Proposed Changes to the Range API for Phobos v3

Sat May 18 14:26:18 UTC 2024

On Thu, May 16, 2024 at 08:56:55AM -0600, Jonathan M Davis via Digitalmars-d wrote:
[...]
> 1. The easy one is that the range API functions for dynamic arrays will not
> treat arrays of characters as special. A dynamic array of char will be a
> range of char, and a dynamic array of wchar will be a range of wchar.
> 
> Any code that needs to decode will need to use the phobos v3 replacement for
> std.utf's decode or decodeFront - or use foreach - to decode the code units
> to code points (and if it needs to switch encodings, then there will be
> whatever versions of byUTF, byChar, etc. that the replacement for std.utf
> will have).

I thought we already have this?  std.string.byRepresentation,
std.uni.byCodePoint, std.uni.byGrapheme already fill this need.

[...]
> However, with infinite ranges, there is no such solution. If they
> cannot be default-initialized, then they either can't be ranges, or
> they would have to be finite ranges which would just never be empty if
> they're constructed at runtime (while doing something like the flag
> trick to make their init value empty). And it's certainly true that
> the range API doesn't (and can't) guarantee that finite ranges are
> truly finite, but it's still better if we can define infinite ranges
> that need to be constructed at runtime as infinite ranges, since then
> we can get the normal benefits that come from statically knowing that
> a range is infinite.

Infinite ranges also have the peculiarity that slicing may create a
finite range, i.e., the underlying type changes.

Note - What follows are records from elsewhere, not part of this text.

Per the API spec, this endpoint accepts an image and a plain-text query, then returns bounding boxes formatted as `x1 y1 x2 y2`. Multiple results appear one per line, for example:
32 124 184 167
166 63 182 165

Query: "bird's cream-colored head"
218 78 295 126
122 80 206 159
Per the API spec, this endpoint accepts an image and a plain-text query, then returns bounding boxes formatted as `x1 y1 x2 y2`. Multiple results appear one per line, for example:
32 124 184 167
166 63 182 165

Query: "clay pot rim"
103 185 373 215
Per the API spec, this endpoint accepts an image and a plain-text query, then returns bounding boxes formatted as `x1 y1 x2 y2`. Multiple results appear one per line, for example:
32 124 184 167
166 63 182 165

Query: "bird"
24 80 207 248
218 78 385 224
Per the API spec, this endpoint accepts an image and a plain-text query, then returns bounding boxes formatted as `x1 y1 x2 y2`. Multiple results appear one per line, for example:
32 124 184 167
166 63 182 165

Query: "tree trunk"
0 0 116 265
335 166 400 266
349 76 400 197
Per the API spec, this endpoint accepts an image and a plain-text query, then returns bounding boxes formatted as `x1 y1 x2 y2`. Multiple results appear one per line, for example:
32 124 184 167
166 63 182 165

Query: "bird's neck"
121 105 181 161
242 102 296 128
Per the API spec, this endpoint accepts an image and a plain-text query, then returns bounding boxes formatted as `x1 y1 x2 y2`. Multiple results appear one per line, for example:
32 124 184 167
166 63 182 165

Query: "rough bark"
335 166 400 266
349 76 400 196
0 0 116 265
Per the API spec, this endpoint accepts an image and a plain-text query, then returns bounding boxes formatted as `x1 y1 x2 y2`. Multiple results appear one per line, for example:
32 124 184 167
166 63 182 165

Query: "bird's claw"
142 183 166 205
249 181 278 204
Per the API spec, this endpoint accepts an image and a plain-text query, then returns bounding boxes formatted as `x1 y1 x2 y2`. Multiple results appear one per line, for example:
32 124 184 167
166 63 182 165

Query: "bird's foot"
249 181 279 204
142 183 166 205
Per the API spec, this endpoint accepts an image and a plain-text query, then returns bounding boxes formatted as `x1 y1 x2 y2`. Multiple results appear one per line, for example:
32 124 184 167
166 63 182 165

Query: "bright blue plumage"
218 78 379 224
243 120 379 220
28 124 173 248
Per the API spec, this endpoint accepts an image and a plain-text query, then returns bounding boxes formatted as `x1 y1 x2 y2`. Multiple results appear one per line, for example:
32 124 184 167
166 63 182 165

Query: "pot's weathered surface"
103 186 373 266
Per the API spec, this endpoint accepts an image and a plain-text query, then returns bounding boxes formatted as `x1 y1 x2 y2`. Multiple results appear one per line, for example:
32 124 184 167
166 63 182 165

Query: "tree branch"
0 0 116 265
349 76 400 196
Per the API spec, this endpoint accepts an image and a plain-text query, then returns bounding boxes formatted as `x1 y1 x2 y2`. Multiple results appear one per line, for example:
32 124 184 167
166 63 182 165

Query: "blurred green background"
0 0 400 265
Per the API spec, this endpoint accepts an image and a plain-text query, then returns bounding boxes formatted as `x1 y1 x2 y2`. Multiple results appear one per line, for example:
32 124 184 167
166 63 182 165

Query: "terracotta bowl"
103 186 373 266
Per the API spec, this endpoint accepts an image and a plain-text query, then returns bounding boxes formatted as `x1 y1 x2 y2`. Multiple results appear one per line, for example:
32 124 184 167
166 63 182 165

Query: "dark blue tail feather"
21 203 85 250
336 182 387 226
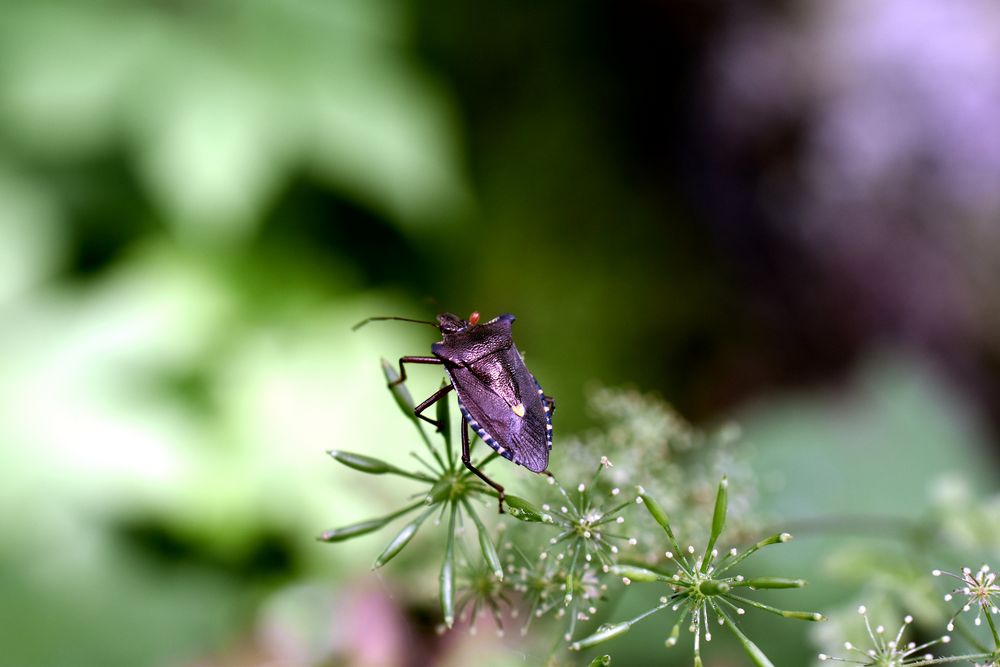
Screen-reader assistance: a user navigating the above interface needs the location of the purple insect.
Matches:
[354,313,555,512]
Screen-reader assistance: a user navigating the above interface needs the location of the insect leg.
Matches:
[389,357,444,387]
[413,384,455,431]
[462,416,504,514]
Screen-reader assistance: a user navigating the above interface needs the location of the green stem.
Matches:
[907,653,996,667]
[984,609,1000,651]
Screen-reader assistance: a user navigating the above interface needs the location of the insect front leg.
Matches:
[389,357,444,387]
[462,416,504,514]
[413,384,455,431]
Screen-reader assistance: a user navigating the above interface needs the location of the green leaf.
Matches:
[611,565,670,581]
[316,501,423,542]
[316,517,390,542]
[639,486,681,556]
[505,494,551,523]
[438,505,458,629]
[715,606,774,667]
[462,498,503,581]
[372,507,437,569]
[570,622,632,651]
[735,577,806,588]
[327,449,431,482]
[701,476,729,572]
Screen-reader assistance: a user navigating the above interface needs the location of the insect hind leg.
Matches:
[462,415,504,514]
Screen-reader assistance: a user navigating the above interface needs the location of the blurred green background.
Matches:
[0,0,1000,667]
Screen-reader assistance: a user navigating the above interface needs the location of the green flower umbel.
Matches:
[317,368,504,628]
[570,478,823,667]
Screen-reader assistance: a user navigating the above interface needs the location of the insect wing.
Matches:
[448,346,552,472]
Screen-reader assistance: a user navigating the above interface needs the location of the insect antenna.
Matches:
[351,316,438,331]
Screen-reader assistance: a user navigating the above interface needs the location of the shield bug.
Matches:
[354,313,555,512]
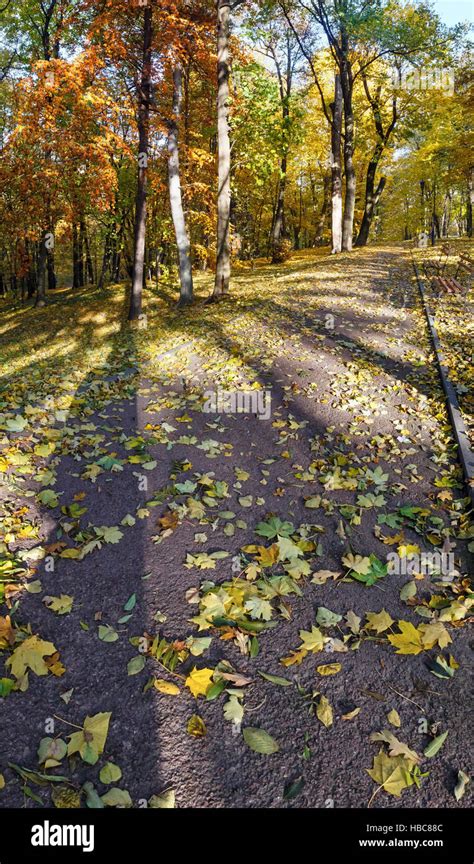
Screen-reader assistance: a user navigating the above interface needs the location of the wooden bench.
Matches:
[423,243,474,296]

That's another wrinkle
to deal with.

[...]
> 4. All ranges must be either dynamic arrays or structs (and not
> pointers to structs either).

This is not necessarily an ideal solution.  In my own code I've often
had to iterate over forward ranges via sub functions, where I expect the
iteration state after returning from the sub function to be retained.
There are two ways to do this:

1) Have two versions of every iteration function, one taking the range
by value (with implicit saving of current iteration state), the other
taking the range by reference (retain changes to iteration state upon
return), which leads to a lot of code duplication; or:

2) Have a single version of each function and pass the range by
reference, usually by passing a pointer to it (since the current API
would transparently treat the pointer as the range itself).

Prohibiting pointers eliminates option (2), and leaves me with the
non-ideal situation (1) where I need lots of code duplication.

Although, come to think of it, we could have a .byRef range wrapper that
encapsulates a pointer to the range so that changes to iteration state
would be preserved.  But then it begs the question, why not just allow
pointers in the first place?  Why require jumping through extra hoops?

> 11. Finite random-access ranges are required to implement opDollar,
> and their opIndex must work with $. Similarly, any ranges which
> implement slicing must implement opDollar, and slicing must work with
> $.
> 
> In most cases, this will just be an alias to length, but barring a
> language change that automatically treats length as opDollar (which
> has been discussed before but has never materialized and is somewhat
> controversial given types where it wouldn't make sense to treat length
> as opDollar), we have to require that opDollar be defined, or generic
> code won't be able to use $ with indexing or slicing. We probably
> would have required it years ago except that it would have broken code
> to add the requirement.
[...]

Will this also require implementing arithmetic operators on the return
type of opDollar? Otherwise things like r[0 .. $-1] still wouldn't
work correctly. Or r[0 .. complicatedMathFunc(($-1)/2)].

--T